Business / Companies

Headwinds blow European companies off track

By Lyu Chang (China Daily) Updated: 2015-08-20 11:04

Headwinds blow European companies off track

Nokia Corp, which is owned by Microsoft Corp, closed its factory in Dongguan, Guangdong province, in April. [Liu Yalai / For China Daily]

Slowing growth in China hits sales as report by the EU Chamber of Commerce shows that firms plan to cut costs

Jack Luo, a salesman at a German auto dealership in Beijing, plans to start looking for another job after four of his friends left to join other companies.

Before car sales started to stall this year, he could make at least 15,000 yuan ($2,346) a month. But now he has to rely on his basic salary of about 3,000 yuan.

Last month, new car sales dipped 2.5 percent to 1.3 million vehicles, according to the China Passenger Car Association. That was the lowest monthly level since February 2014.

Data published by another industry organization, the China Association of Automobile Manufacturers, showed car sales by its members fell 6.6 percent in July, also marking a 17-month low. The decline comes despite deep price cuts by manufacturers to woo customers back into showrooms in the world's largest car market.

"It is a tough business now," Luo, 30, and married, said. "We have to work harder to make a sale because customers are very demanding and budget-savvy."

But then, Luo is not the only one who has tightened his belt because of the economic slowdown. As international companies here report slowing demand, many employees face at least pay cuts.

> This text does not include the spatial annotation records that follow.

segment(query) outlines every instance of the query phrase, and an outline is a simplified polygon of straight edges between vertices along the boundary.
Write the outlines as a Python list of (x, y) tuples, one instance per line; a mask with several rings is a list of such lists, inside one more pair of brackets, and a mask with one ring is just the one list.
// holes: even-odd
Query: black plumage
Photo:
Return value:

A survey by the European Union Chamber of Commerce in China showed that 39 percent of EU-based companies planned to trim costs this year through lay-offs. In 2014, that number was only 24 percent.

At the same time, one-third of those companies polled revealed that they are putting investment and expansion plans on ice.

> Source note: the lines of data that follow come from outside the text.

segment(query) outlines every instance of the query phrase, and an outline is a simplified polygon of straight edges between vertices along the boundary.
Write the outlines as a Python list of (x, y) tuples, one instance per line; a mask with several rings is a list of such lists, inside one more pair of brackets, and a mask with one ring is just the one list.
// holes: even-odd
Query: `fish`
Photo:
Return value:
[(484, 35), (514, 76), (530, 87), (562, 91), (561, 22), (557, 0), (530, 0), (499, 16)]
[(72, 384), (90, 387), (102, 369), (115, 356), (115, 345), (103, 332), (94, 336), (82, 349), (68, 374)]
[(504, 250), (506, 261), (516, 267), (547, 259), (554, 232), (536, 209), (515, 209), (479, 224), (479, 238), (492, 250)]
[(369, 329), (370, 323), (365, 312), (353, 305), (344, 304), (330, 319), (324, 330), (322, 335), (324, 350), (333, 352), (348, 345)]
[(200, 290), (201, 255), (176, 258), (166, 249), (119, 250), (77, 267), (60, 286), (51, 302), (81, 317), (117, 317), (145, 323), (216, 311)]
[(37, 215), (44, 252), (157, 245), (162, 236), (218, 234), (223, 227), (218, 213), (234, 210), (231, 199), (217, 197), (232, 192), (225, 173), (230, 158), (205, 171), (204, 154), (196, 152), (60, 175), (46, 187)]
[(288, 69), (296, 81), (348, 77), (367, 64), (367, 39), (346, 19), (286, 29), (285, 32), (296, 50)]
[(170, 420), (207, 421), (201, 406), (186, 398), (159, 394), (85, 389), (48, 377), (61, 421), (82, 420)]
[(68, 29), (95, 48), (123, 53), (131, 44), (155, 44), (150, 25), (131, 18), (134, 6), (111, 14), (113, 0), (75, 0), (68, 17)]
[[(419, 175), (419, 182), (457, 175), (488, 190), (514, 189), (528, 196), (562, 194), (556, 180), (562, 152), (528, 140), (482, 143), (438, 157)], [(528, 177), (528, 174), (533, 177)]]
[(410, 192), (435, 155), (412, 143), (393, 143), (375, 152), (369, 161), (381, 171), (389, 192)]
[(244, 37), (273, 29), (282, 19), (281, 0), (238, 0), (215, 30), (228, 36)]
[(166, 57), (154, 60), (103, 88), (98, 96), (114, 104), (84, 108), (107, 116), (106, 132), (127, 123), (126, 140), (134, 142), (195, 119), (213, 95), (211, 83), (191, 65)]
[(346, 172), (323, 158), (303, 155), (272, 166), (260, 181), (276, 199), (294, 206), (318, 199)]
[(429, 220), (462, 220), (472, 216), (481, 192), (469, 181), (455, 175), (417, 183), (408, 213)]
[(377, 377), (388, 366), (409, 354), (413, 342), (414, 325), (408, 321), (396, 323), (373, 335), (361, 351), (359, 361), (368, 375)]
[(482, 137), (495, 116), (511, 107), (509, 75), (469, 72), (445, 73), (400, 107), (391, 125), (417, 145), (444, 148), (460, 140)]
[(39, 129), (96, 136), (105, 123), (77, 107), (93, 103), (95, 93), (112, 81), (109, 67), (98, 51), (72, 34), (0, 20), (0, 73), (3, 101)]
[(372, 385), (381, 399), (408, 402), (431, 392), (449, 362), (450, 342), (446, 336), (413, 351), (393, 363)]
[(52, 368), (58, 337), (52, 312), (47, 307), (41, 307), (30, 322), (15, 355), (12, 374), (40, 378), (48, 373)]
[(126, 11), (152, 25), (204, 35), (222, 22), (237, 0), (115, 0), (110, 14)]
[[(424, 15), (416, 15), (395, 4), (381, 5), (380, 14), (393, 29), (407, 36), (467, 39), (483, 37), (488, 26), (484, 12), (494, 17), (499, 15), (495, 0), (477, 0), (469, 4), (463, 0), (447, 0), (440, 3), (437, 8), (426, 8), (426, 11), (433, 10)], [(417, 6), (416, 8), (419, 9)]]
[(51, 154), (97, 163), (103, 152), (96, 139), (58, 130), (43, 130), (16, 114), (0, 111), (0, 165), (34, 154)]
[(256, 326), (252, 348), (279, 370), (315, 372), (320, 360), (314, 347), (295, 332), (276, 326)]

"China's economic slowdown is here, and it is already significantly impacting the performance of European business in China, which is increasingly concerned about the heightened threats that a deepening downturn will pose," the survey, based on more than 500 EU companies in China, reported.

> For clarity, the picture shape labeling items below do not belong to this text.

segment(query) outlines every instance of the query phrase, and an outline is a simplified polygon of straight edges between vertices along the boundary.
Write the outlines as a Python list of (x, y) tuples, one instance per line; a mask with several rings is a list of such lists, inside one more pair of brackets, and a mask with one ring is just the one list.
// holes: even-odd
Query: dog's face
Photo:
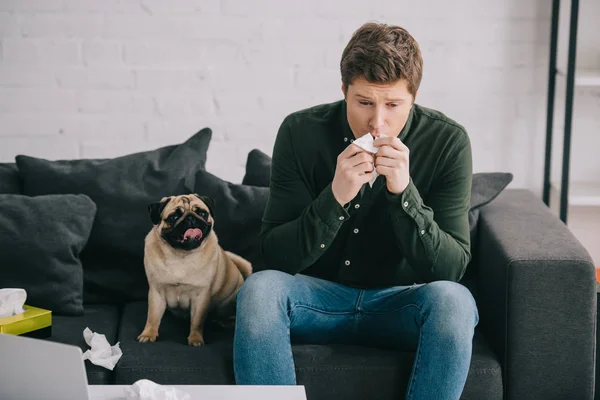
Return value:
[(160, 236), (177, 249), (194, 250), (210, 234), (214, 201), (197, 194), (164, 197), (148, 206), (150, 219)]

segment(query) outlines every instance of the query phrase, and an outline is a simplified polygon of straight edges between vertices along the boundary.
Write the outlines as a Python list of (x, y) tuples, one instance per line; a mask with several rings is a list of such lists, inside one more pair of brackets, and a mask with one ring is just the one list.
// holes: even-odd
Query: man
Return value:
[[(415, 104), (417, 42), (368, 23), (341, 60), (344, 100), (289, 115), (261, 232), (268, 270), (238, 294), (238, 384), (296, 384), (291, 343), (415, 352), (407, 399), (458, 399), (479, 317), (465, 130)], [(372, 135), (373, 155), (352, 143)], [(374, 171), (378, 176), (371, 187)]]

Firms in the machinery industry have been badly affected along with the legal sector. The automotive and auto components industry, along with the chemicals and petroleum sectors as well as financial services, have also suffered, according to EU Chamber of Commerce report.

In the car industry, Volkswagen Group and General Motors Co have cut their sales forecasts this year. VW announced in its half yearly financial report that growth in China, its single largest market, has been shrinking since the beginning of this year.